やっと寝かしつけられた…と思ったら子どもがかゆがって眠れない。夏になるとこんな夜が続く、というご家庭も多いのではないでしょうか。

保育園でも「朝起きたら虫刺されのところから出血してた」「あせもがひどくなってた」という相談をよく受けます。

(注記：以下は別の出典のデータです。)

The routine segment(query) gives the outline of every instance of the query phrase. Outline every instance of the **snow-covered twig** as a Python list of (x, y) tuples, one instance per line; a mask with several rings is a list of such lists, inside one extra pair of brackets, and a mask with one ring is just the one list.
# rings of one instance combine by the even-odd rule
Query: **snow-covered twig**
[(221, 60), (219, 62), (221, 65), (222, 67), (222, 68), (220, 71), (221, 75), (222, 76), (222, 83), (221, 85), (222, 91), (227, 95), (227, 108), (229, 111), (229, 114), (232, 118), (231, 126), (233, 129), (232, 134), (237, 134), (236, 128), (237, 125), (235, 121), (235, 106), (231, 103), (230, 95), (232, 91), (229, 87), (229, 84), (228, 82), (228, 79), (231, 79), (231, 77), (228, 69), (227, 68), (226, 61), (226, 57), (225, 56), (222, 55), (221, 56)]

この記事では、夏の夜に子どもがかゆくなる原因と、就寝前・就寝中にできる具体的な対策を保育園看護師ママの視点からまとめました。

この記事でわかること
  • 夏の夜にかゆみが悪化する理由
  • あせも・虫刺されのかゆみを夜に和らげる方法
  • 搔き壊し(出血)を防ぐための工夫
  • 就寝前にできるかゆみ対策(お風呂・保湿・薬)
  • 夏の寝室環境の整え方(室温・湿度・エアコン)
  • 寝汗対策・パジャマの選び方
目次

夏の夜、かゆみが悪化するのはなぜ?

「昼間は平気だったのに、夜になるとかゆがる…」には理由があります。

  • 体温が上がる
    就寝時、体は手足の血管を広げて体温を下げようとします。このとき皮膚の温度が上がり、かゆみが増します
  • 布団の中で蒸れる
    汗が肌に残ったまま布団に入ると、汗の塩分・アンモニアが皮膚を刺激しあせもが悪化します
  • ダニが潜んでいる
    布団の中は温度・湿度ともにダニが好む環境。ダニはかゆみの大きな原因のひとつです
  • かく→さらにかゆくなる悪循環
    掻くとヒスタミンがさらに放出され、かゆみが連鎖します。眠れないほどかゆい場合はこの悪循環に入っていることが多いです
まい@保育園看護師まま

わが家でも「ねんね、かいて〜」と言って寝られない夜があります。かゆがっている原因がわかると対処しやすくなるので、まずどこが・なぜかゆいのかを確認してみてください。

かゆみの原因を確認しよう

あせも

首周り・わき・背中・おなかに赤いブツブツ。汗管が詰まって炎症を起こした状態です。夜間は布団の中で蒸れるため悪化しやすいです。

虫刺され

蚊・ダニ・ブユなどの唾液に体が反応してかゆみ・腫れが出ます。蚊は比較的軽症ですが、ダニやブユは症状が強く長引きやすいです。夏は肌を露出する機会が増えるため要注意です。

寝具のダニ

布団・マットレスに潜むダニがかゆみの原因になることがあります。特にアレルギー体質の子はダニアレルゲンに反応しやすく、就寝時にかゆみが強くなります。

就寝前のかゆみ対策

① お風呂は就寝1時間前までに済ませる

入浴直後は体が温まってかゆみが増しやすいため、就寝1時間前までに入浴を終えるのがポイントです。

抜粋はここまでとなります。